Red triangles indicate predicted downward movements.
plt.figure(figsize=(14,6))
plt.plot(data.index[-len(y_test):], data["Close"][-len(y_test):], label='Close Price')
plt.plot(data.index[-len(y_test):][y_pred == 1], data["Close"][-len(y_test):][y_pred == 1], '^', markersize=10, color='g', label='Predicted Up')
plt.plot(data.index[-len(y_test):][y_pred == 0], data["Close"][-len(y_test):][y_pred == 0], 'v', markersize=10, color='r', label='Predicted Down')
plt.title("Predicted Bitcoin Direction vs Close Price")
plt.legend()
plt.savefig("predicted_market_direction.png")
plt.show()

Predicted Bitcoin Direction vs Close Price
Confusion Matrix
A confusion matrix gives a snapshot of how many predictions were correct and incorrect. It distinguishes:
True positives (correctly predicted ups).
True negatives (correctly predicted downs).

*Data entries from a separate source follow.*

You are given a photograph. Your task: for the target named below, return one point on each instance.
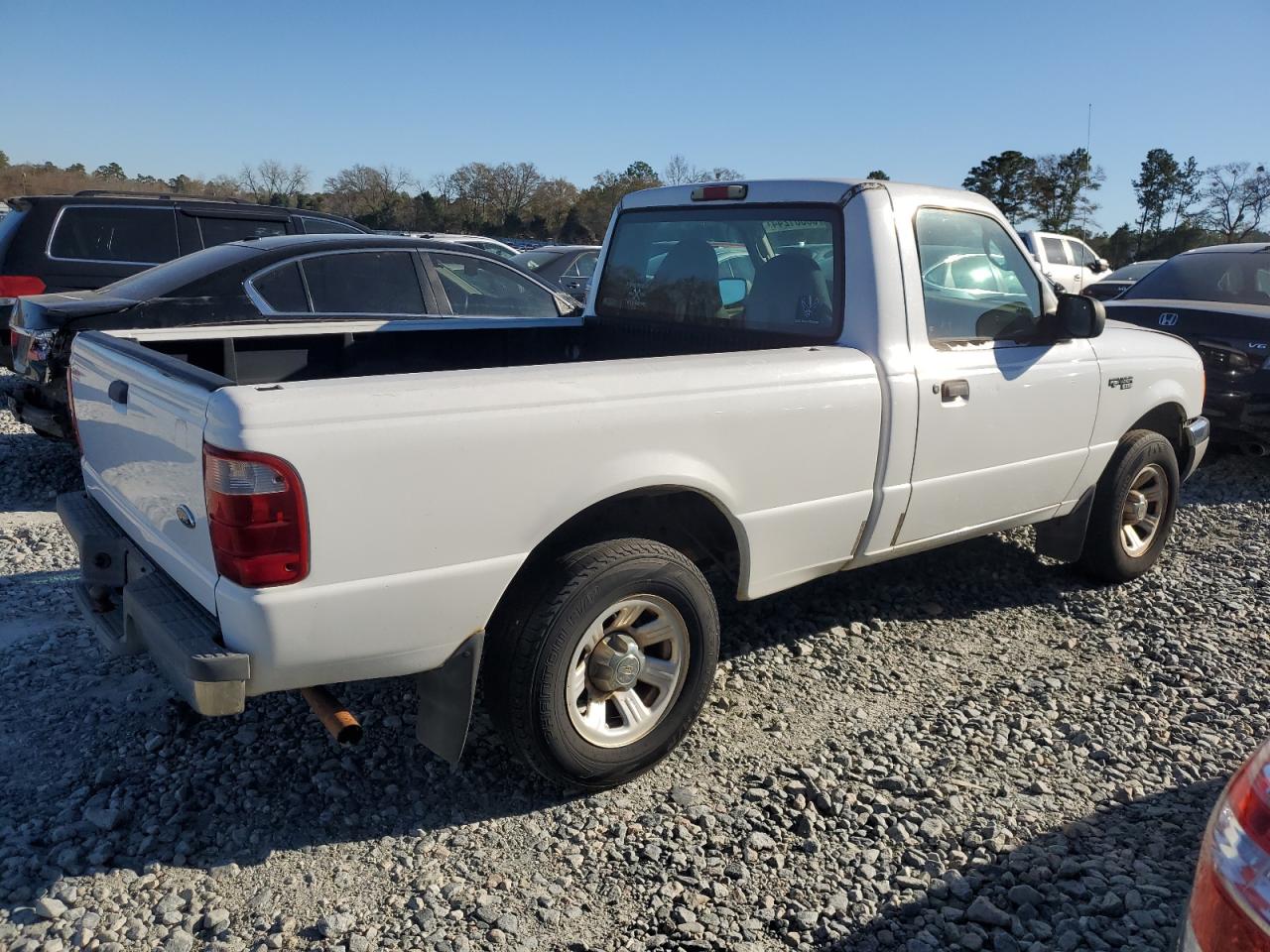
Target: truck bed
(254, 354)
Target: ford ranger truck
(771, 381)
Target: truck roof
(817, 190)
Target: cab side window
(1056, 250)
(976, 285)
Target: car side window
(583, 267)
(975, 282)
(1056, 250)
(221, 231)
(363, 282)
(477, 287)
(325, 226)
(284, 290)
(114, 234)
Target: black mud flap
(1064, 538)
(445, 698)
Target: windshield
(532, 261)
(163, 280)
(1230, 277)
(775, 270)
(1133, 272)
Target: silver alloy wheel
(1143, 509)
(626, 670)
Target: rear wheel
(608, 662)
(1133, 508)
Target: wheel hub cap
(626, 670)
(615, 662)
(1144, 507)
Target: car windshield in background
(1133, 272)
(753, 268)
(167, 278)
(532, 261)
(1224, 277)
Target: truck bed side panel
(427, 492)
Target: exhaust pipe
(335, 717)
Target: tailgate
(140, 416)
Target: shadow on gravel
(1116, 879)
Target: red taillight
(255, 516)
(19, 285)
(1229, 906)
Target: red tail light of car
(1229, 905)
(257, 518)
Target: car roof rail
(169, 195)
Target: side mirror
(1080, 316)
(733, 291)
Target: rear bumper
(1197, 434)
(27, 407)
(134, 607)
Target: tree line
(1180, 204)
(512, 199)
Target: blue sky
(780, 89)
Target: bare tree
(272, 181)
(680, 172)
(1236, 198)
(372, 194)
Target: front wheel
(1133, 508)
(607, 665)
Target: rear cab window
(220, 231)
(117, 234)
(758, 268)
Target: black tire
(1105, 555)
(531, 647)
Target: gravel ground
(966, 749)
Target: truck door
(1003, 416)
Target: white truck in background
(1066, 261)
(879, 371)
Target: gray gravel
(968, 749)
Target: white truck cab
(771, 380)
(1066, 261)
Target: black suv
(91, 239)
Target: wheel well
(1167, 420)
(680, 518)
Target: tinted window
(284, 290)
(665, 266)
(975, 282)
(363, 282)
(217, 231)
(477, 287)
(1056, 250)
(325, 226)
(169, 278)
(1234, 277)
(100, 234)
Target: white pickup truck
(774, 380)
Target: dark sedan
(294, 278)
(568, 267)
(1218, 298)
(1121, 280)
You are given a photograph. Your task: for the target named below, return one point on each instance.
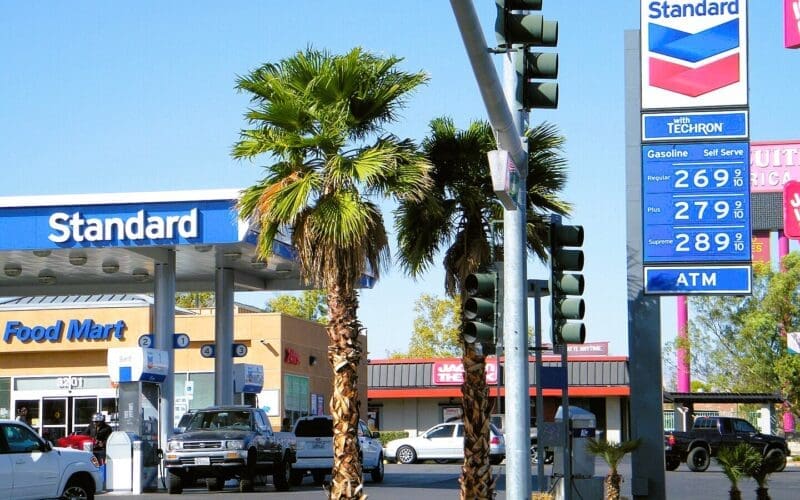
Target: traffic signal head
(480, 308)
(520, 28)
(566, 284)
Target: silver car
(442, 443)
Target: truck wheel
(406, 455)
(281, 475)
(174, 484)
(777, 459)
(698, 459)
(673, 463)
(376, 474)
(296, 477)
(319, 477)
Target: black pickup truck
(225, 442)
(709, 434)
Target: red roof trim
(546, 358)
(455, 392)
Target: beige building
(53, 354)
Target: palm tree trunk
(476, 479)
(613, 481)
(344, 355)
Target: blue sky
(139, 96)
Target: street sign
(208, 350)
(180, 341)
(696, 203)
(239, 350)
(699, 126)
(709, 280)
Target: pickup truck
(227, 442)
(709, 434)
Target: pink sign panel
(773, 164)
(452, 373)
(791, 209)
(760, 246)
(791, 24)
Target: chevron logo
(695, 76)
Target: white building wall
(613, 420)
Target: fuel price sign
(696, 202)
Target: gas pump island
(132, 452)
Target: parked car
(709, 434)
(314, 437)
(442, 442)
(31, 468)
(183, 422)
(226, 442)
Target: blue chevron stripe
(694, 47)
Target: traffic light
(480, 309)
(566, 283)
(515, 26)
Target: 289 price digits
(705, 242)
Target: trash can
(582, 426)
(119, 461)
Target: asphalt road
(422, 481)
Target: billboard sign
(700, 126)
(694, 54)
(791, 209)
(696, 203)
(773, 164)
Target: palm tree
(759, 467)
(612, 453)
(732, 460)
(455, 217)
(320, 119)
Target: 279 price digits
(704, 242)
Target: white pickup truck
(314, 438)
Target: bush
(387, 436)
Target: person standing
(22, 415)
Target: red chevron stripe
(694, 82)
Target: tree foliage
(194, 300)
(309, 304)
(435, 330)
(738, 344)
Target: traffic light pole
(515, 331)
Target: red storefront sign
(452, 373)
(791, 209)
(291, 356)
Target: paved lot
(422, 481)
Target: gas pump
(132, 451)
(248, 380)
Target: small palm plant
(732, 460)
(612, 453)
(759, 467)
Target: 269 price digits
(704, 242)
(701, 178)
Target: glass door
(54, 418)
(83, 408)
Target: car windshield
(314, 427)
(216, 420)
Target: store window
(296, 398)
(5, 397)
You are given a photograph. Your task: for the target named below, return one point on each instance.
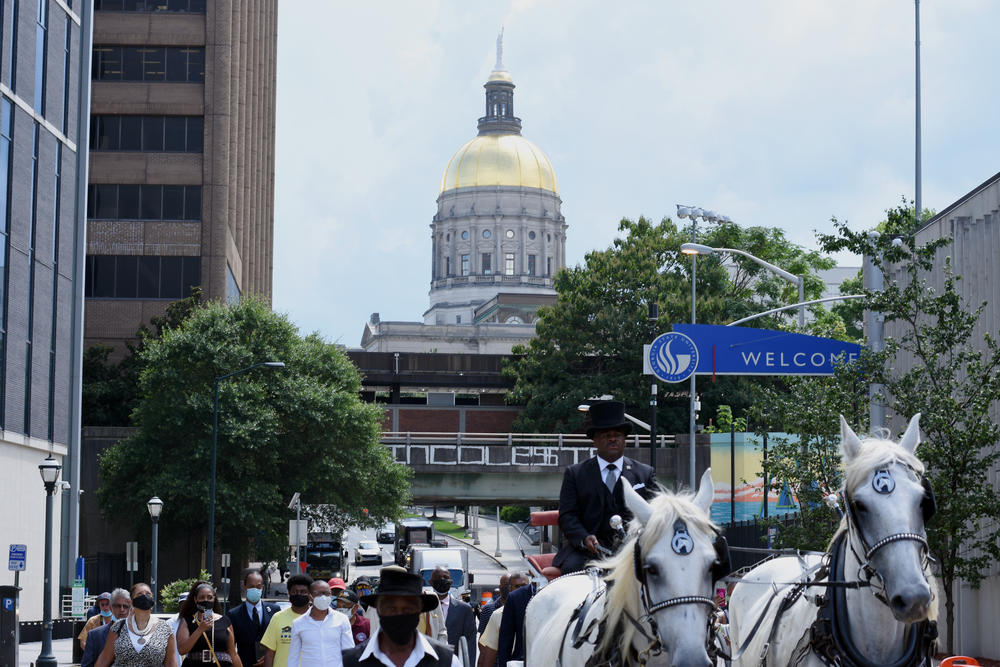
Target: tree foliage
(589, 343)
(952, 377)
(301, 429)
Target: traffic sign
(17, 558)
(672, 357)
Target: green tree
(111, 388)
(951, 380)
(589, 342)
(301, 429)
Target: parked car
(368, 551)
(386, 534)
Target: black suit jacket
(243, 630)
(586, 506)
(461, 622)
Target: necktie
(611, 476)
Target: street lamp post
(155, 506)
(49, 470)
(210, 551)
(695, 249)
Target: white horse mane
(666, 508)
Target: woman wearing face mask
(204, 636)
(140, 640)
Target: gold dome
(499, 159)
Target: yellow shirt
(278, 635)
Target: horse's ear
(706, 491)
(639, 508)
(911, 438)
(850, 443)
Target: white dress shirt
(319, 643)
(420, 649)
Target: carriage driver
(592, 490)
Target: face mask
(400, 629)
(143, 602)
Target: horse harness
(828, 636)
(583, 623)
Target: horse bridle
(720, 568)
(928, 508)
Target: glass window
(192, 202)
(152, 202)
(126, 276)
(171, 277)
(174, 130)
(196, 134)
(104, 276)
(192, 274)
(173, 202)
(106, 202)
(131, 137)
(149, 277)
(128, 202)
(152, 133)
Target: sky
(782, 113)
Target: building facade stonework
(182, 157)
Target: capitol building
(497, 239)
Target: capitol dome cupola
(498, 232)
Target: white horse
(876, 593)
(653, 603)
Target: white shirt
(319, 643)
(421, 648)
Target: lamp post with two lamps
(693, 213)
(155, 506)
(49, 470)
(210, 551)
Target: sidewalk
(61, 648)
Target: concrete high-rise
(181, 185)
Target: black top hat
(394, 580)
(607, 415)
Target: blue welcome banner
(745, 351)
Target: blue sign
(18, 557)
(673, 357)
(745, 351)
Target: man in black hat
(592, 490)
(400, 600)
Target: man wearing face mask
(319, 637)
(251, 619)
(400, 600)
(120, 605)
(278, 635)
(456, 615)
(361, 628)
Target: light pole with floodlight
(49, 470)
(210, 551)
(155, 506)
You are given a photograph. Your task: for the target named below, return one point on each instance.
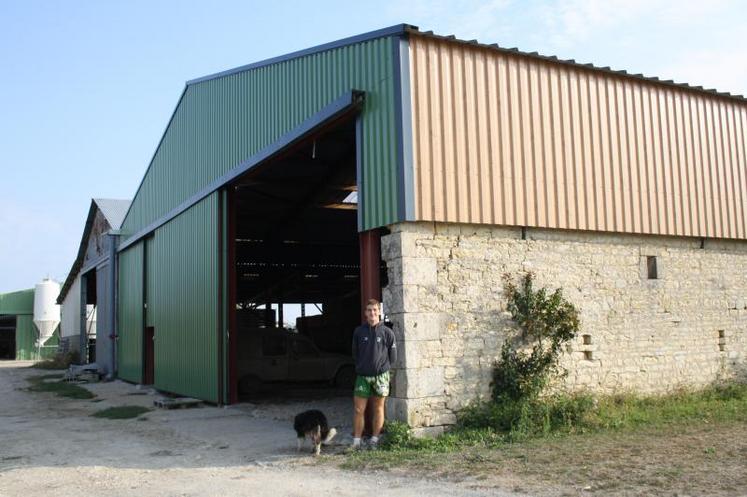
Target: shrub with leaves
(546, 322)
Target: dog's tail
(330, 435)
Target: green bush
(546, 322)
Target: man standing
(374, 352)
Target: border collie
(313, 424)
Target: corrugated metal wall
(185, 302)
(150, 279)
(508, 139)
(221, 122)
(130, 314)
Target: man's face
(372, 314)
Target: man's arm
(355, 346)
(392, 348)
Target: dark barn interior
(294, 221)
(7, 337)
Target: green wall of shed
(26, 334)
(130, 314)
(221, 122)
(21, 302)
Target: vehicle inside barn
(296, 286)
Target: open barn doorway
(7, 337)
(295, 271)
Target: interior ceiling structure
(296, 237)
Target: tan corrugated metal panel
(503, 138)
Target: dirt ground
(50, 446)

False positives and false negatives.
cm = confusion_matrix(y_test, y_pred)
sns.heatmap(cm, annot=True, fmt='d', cmap='Blues')
plt.xlabel('Predicted')
plt.ylabel('Actual')
plt.title('Confusion Matrix')
plt.savefig("confusion_matrix.png")
plt.show()

Confusion Matrix
This project demonstrates how machine learning and thoughtful feature engineering can be used to predict the direction of Bitcoin’s price.
While our model makes use of simple technical indicators and historical data, real-world trading strategies would require additional considerations such as transaction costs, slippage, and risk management.